No other race of beings have caused the Doctor as much pain as the Daleks. If they're not torturing him physically and emotionally, they're spreading their horror and destruction throughout the whole of creation, utterly relentless and unforgiving in their pursuit of total domination. No matter how many times they're defeated, they always return and survive to plague the Time Lord, his loved ones and the universe forever and ever. He lost his people and home world of Gallifrey to them in the Time War, he lost both his soul mate Rose Tyler and his best mate/big sister Donna Noble fighting them...

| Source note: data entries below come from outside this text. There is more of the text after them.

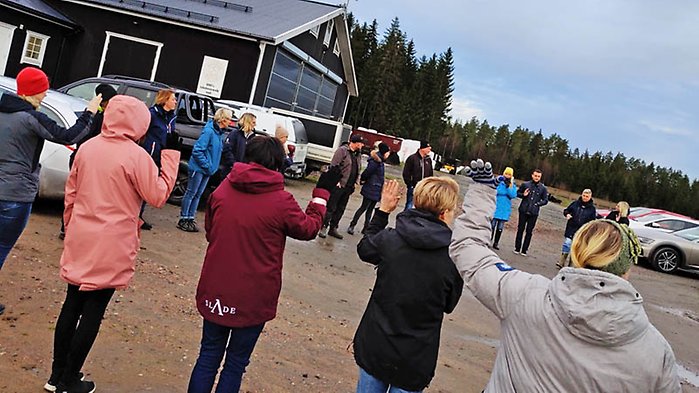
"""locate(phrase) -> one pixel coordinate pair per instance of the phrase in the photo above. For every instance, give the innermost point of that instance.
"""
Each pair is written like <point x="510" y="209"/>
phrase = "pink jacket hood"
<point x="125" y="117"/>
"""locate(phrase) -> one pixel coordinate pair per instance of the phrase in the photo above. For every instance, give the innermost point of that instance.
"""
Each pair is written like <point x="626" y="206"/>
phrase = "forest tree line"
<point x="410" y="97"/>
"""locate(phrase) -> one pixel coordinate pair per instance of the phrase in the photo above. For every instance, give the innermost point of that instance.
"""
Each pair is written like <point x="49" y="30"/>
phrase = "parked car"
<point x="669" y="252"/>
<point x="193" y="111"/>
<point x="664" y="222"/>
<point x="267" y="123"/>
<point x="64" y="110"/>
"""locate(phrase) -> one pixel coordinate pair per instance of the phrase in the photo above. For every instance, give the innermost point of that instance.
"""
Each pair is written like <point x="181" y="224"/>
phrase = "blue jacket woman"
<point x="206" y="156"/>
<point x="505" y="193"/>
<point x="372" y="179"/>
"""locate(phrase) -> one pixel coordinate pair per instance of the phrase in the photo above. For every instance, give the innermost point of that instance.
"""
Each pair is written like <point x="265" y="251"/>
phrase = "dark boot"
<point x="498" y="233"/>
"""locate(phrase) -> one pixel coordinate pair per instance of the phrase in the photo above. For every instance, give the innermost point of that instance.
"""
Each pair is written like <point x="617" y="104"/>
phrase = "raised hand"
<point x="481" y="172"/>
<point x="390" y="195"/>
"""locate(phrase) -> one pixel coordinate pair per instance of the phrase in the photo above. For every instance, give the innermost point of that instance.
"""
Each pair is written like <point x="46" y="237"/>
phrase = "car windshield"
<point x="689" y="234"/>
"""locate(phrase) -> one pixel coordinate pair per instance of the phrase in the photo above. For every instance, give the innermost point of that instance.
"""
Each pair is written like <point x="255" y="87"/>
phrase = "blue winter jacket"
<point x="206" y="154"/>
<point x="373" y="177"/>
<point x="161" y="124"/>
<point x="503" y="200"/>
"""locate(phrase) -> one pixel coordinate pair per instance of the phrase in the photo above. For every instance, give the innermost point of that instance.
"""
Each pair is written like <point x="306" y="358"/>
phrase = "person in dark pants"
<point x="534" y="195"/>
<point x="107" y="92"/>
<point x="248" y="219"/>
<point x="23" y="130"/>
<point x="372" y="179"/>
<point x="102" y="239"/>
<point x="346" y="160"/>
<point x="161" y="132"/>
<point x="417" y="167"/>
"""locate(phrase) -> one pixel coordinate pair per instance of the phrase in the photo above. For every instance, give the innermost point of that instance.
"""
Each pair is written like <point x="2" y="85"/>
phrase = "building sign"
<point x="213" y="73"/>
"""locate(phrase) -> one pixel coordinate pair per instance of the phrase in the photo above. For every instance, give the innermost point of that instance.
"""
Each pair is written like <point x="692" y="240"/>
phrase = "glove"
<point x="173" y="141"/>
<point x="481" y="172"/>
<point x="328" y="180"/>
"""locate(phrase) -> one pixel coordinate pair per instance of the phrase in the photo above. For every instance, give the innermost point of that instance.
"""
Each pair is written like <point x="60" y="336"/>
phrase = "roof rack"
<point x="169" y="10"/>
<point x="133" y="78"/>
<point x="225" y="4"/>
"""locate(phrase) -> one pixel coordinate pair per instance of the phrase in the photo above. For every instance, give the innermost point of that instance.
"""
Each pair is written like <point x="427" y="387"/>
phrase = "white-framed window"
<point x="328" y="32"/>
<point x="34" y="48"/>
<point x="315" y="30"/>
<point x="336" y="48"/>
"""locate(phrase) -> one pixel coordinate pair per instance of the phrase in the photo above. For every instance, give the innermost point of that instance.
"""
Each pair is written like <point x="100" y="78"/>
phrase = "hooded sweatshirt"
<point x="582" y="331"/>
<point x="102" y="201"/>
<point x="397" y="340"/>
<point x="248" y="219"/>
<point x="22" y="133"/>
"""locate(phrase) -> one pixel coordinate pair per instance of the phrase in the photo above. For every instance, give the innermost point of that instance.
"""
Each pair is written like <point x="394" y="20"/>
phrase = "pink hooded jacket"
<point x="110" y="178"/>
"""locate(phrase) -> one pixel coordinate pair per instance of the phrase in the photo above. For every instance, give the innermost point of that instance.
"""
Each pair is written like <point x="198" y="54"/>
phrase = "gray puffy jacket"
<point x="582" y="331"/>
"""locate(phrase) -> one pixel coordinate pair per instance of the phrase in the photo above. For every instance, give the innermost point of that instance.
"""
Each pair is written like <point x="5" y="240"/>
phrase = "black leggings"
<point x="76" y="330"/>
<point x="368" y="207"/>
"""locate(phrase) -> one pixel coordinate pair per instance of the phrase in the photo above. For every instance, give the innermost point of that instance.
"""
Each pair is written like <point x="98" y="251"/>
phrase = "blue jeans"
<point x="13" y="218"/>
<point x="237" y="343"/>
<point x="195" y="188"/>
<point x="409" y="198"/>
<point x="369" y="384"/>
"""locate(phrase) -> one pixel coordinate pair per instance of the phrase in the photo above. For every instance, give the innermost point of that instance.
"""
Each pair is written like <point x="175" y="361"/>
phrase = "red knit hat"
<point x="31" y="81"/>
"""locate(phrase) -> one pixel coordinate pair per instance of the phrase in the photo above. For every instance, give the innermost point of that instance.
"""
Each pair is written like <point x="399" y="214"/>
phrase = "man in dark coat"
<point x="578" y="213"/>
<point x="534" y="195"/>
<point x="346" y="160"/>
<point x="397" y="341"/>
<point x="417" y="167"/>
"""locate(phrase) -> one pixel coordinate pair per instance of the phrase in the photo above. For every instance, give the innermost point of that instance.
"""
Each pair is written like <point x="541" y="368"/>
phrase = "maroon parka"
<point x="247" y="221"/>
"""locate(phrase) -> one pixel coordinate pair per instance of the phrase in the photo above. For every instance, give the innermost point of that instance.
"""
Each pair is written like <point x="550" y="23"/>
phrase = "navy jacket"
<point x="161" y="124"/>
<point x="538" y="196"/>
<point x="582" y="212"/>
<point x="372" y="178"/>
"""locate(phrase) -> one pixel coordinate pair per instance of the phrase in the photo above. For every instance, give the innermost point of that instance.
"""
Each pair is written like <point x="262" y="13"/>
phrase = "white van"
<point x="267" y="122"/>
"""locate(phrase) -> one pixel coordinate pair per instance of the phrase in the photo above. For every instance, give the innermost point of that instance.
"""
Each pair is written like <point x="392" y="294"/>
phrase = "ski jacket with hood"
<point x="581" y="212"/>
<point x="582" y="331"/>
<point x="397" y="340"/>
<point x="248" y="219"/>
<point x="102" y="201"/>
<point x="23" y="130"/>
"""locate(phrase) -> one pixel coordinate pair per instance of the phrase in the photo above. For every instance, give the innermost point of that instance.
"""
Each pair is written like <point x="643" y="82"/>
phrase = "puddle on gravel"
<point x="688" y="375"/>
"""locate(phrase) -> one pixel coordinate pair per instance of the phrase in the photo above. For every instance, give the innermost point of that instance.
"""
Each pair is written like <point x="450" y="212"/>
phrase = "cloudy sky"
<point x="619" y="75"/>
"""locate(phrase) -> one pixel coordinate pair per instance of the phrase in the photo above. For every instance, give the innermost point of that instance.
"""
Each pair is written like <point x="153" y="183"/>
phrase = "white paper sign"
<point x="213" y="73"/>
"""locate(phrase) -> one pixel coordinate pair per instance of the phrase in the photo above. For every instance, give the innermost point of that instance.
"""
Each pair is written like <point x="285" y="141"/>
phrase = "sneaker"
<point x="193" y="226"/>
<point x="77" y="387"/>
<point x="323" y="232"/>
<point x="334" y="233"/>
<point x="53" y="382"/>
<point x="182" y="224"/>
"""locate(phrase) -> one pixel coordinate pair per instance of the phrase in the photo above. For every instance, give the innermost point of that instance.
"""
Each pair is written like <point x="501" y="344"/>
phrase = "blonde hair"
<point x="623" y="209"/>
<point x="436" y="194"/>
<point x="595" y="245"/>
<point x="34" y="100"/>
<point x="223" y="114"/>
<point x="245" y="122"/>
<point x="163" y="95"/>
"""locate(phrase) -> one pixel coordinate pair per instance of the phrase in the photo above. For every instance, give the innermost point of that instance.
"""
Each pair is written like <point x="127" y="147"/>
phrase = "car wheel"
<point x="667" y="259"/>
<point x="180" y="188"/>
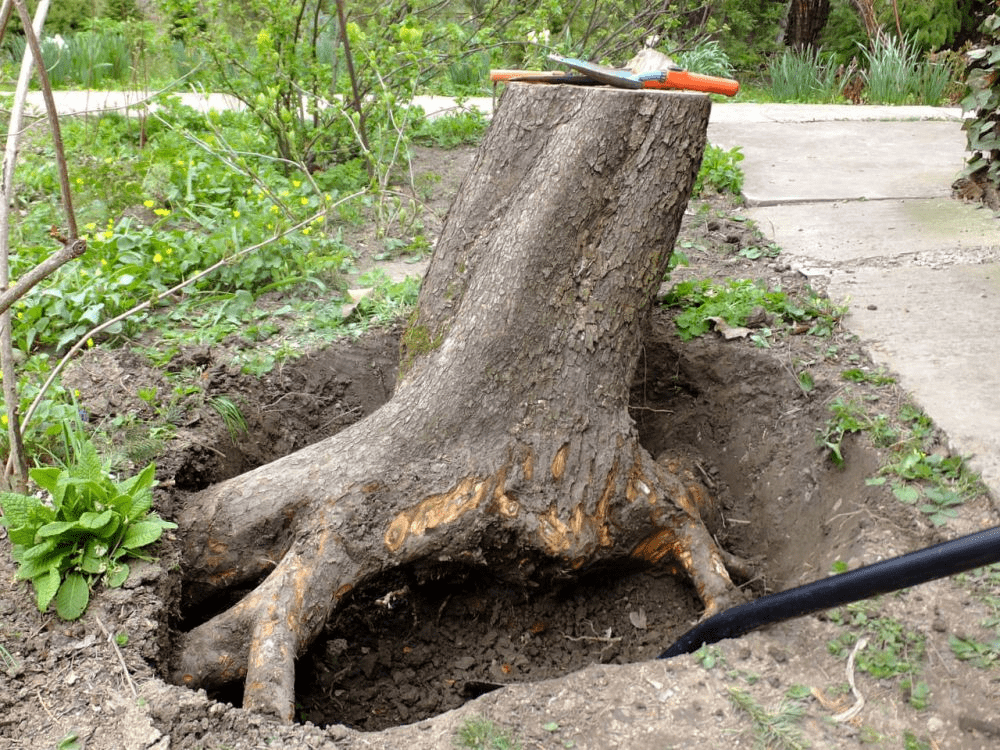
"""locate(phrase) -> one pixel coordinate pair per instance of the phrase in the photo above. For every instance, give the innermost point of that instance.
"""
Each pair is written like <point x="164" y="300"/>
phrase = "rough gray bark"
<point x="806" y="20"/>
<point x="508" y="440"/>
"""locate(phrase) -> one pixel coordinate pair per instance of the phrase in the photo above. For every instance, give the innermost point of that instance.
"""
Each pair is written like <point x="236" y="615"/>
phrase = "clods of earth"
<point x="420" y="660"/>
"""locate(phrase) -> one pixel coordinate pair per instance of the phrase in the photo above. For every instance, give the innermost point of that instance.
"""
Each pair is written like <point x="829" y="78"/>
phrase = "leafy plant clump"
<point x="704" y="302"/>
<point x="983" y="102"/>
<point x="82" y="532"/>
<point x="720" y="171"/>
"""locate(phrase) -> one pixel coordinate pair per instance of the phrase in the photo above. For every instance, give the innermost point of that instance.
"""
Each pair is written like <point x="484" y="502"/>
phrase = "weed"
<point x="9" y="663"/>
<point x="983" y="584"/>
<point x="479" y="733"/>
<point x="892" y="650"/>
<point x="232" y="417"/>
<point x="451" y="130"/>
<point x="982" y="655"/>
<point x="806" y="76"/>
<point x="707" y="58"/>
<point x="913" y="742"/>
<point x="849" y="417"/>
<point x="895" y="75"/>
<point x="859" y="375"/>
<point x="773" y="729"/>
<point x="918" y="694"/>
<point x="84" y="531"/>
<point x="708" y="656"/>
<point x="719" y="171"/>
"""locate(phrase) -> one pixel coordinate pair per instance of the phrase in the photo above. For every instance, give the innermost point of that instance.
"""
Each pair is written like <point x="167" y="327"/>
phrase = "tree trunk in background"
<point x="806" y="19"/>
<point x="508" y="441"/>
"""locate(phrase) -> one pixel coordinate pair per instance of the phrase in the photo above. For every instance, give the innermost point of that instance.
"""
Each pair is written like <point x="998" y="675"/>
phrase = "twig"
<point x="38" y="693"/>
<point x="50" y="108"/>
<point x="73" y="249"/>
<point x="118" y="653"/>
<point x="17" y="462"/>
<point x="859" y="699"/>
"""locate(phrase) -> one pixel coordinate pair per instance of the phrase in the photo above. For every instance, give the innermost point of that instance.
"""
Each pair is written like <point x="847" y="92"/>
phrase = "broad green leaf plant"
<point x="82" y="531"/>
<point x="981" y="105"/>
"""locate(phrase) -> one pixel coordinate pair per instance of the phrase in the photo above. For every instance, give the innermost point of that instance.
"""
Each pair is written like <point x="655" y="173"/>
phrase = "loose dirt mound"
<point x="577" y="660"/>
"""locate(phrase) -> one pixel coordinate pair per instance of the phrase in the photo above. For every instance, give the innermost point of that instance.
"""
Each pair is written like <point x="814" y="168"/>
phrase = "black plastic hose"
<point x="939" y="561"/>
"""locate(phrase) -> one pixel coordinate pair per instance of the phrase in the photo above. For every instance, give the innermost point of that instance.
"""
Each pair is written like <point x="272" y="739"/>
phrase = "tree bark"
<point x="806" y="19"/>
<point x="508" y="440"/>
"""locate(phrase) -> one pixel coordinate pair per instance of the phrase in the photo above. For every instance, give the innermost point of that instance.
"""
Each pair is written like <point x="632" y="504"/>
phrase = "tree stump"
<point x="508" y="440"/>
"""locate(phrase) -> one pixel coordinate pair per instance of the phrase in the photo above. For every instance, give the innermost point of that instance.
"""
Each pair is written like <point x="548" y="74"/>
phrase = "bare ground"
<point x="401" y="664"/>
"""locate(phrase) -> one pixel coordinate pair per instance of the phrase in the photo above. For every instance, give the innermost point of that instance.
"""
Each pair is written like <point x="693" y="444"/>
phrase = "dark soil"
<point x="418" y="643"/>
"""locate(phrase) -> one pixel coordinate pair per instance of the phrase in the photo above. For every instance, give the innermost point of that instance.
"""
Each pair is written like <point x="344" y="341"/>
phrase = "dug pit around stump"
<point x="416" y="642"/>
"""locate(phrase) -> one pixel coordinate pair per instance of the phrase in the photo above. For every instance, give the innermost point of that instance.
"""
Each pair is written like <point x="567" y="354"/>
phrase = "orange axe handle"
<point x="681" y="79"/>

They are unquestionably his greatest enemies. Because as the Doctor himself has said, "They survive. They ALWAYS survive, while I lose everything."
In the 2009 series of Doctor Who novels, we have Prisoner of the Daleks by Trevor Baxendale. Taking place after the tragic Journey's End, this is set in the twilight year of the Tenth Doctor. For the first time in a long time, he is truly alone with no companion, friends or family to comfort him. With Davros, Caan and the Dalek race presently presumed completely destroyed, the Doctor finds himself trapped in a moment of history before the Time War. The Dalek Empire is rapidly growing in power, locked in fierce war with the human race. Before long, the Doctor finds himself caught-up in the conflict with a pack of Dalek bounty hunters...and a terrifying, insidious scheme that threatens to unravel everything the Doctor ever knew.
Hands down, Prisoner of the Daleks is the greatest Doctor Who novel I have ever read. There have been a lot of cracking tales in this series of hardbacks but Baxendale has delivered here in a way no other author has, and it's not just because the Daleks are here to whet fans' appetites. Baxendale has written a gripping and major story, complete with a total and faithful understanding of everything the word 'Dalek' means.
Aside from being action-filled, the novel is complete with plenty of tension, horrors and terrific scares. It's certainly one of the darkest and more violent Who novels that's been written and like any good Dalek story, there's tremendous pain, sacrifice and heartfelt losses for the Doctor and all involved as they try to overcome the raging, virtually invincible Dalek machine.
In terms of writing style, Trevor Baxendale is a real expert. His narrative and pacing are perfect. The plot and characters develop naturally and comfortably, gradually unravelling to reveal so many wonderful layers to everything present. It's a magnificent adventure that spans across the universe with the circumstances revealing all to be what they truly are. The journey is made all the more satisfying, thanks to Baxendale's brilliant vocabulary and dialogue, touching upon so much on morals and humanity, and some terrific, subtle references/nods to major notable events in Dalek history, like `Dalek', `The Dalek Invasion of Earth', `Genesis of the Daleks', `The Chase' and `Remembrance of the Daleks' (to name only a few).
The whole spirit of both the Doctor and the Daleks has been captured perfectly by the writer. Naturally, the Tenth Doctor is the heart and soul of the story and you can really feel for him here. Feeling so alone and longing for someone like Martha or Donna, knowing that his actions here before the Time War could jeopardize the future, his helplessness at times in face of the Daleks and his reluctant human allies, and his morals and ideals being sorely tested. Yet somehow managing to maintain his excellent humour and optimism, as well as being the courageous genius throughout who refuses to cave in.
The Daleks are once again shown to be the ultimate antagonists with their cold ruthlessness, their immense power and lethal ability, their dangerous cunning and intellect, and the enormous fascination they radiate. One can wonder how they could have been used so well for this story, but Baxendale has done just that. The plot is typical Dalek desire to conquer time and space, full of dark, credible machinations and high stakes. Even though the future is known, it doesn't alter the high stakes here in any way. As such, it makes the plot truly believable and more intense.
The Daleks' callous disregard for all non-Dalek life still makes them all the more despicable and effective villains. The reader will once again wonder how one survive, let alone stand against them. Baxendale also presents wonderful insights into more Dalek philosophy and individuality through Dalek X, the primary antagonist of the story that matches the same notoriety of the Dalek Emperor, the Supreme Dalek and the Cult of Skaro.
And finally, the supporting cast. The author has once again succeeded here, making each one of the Dalek bounty hunters someone to really care about. Jon Bowman, Koral, Cuttin' Edge, Scrum and Stella all have wonderful distinctive depth and identity to call their own. Each have their own chemistry and relationship with each other, the Doctor and the Daleks, making for some absolutely excellent interaction all-round. There are many heartbreaks as the story unfolds, which again speaks highly of Baxendale's ability to rattle the reader to the very core.
I can't fault this novel. I really can't. Doctor Who: Prisoner of the Daleks is absolutely essential for all fans. What makes the read even more amazing is that it makes one wonder what a televised version of this brilliant story would be like. I'd definitely be up for it. If you can only get ONE Doctor Who novel, it would have to be this one without any hesitation.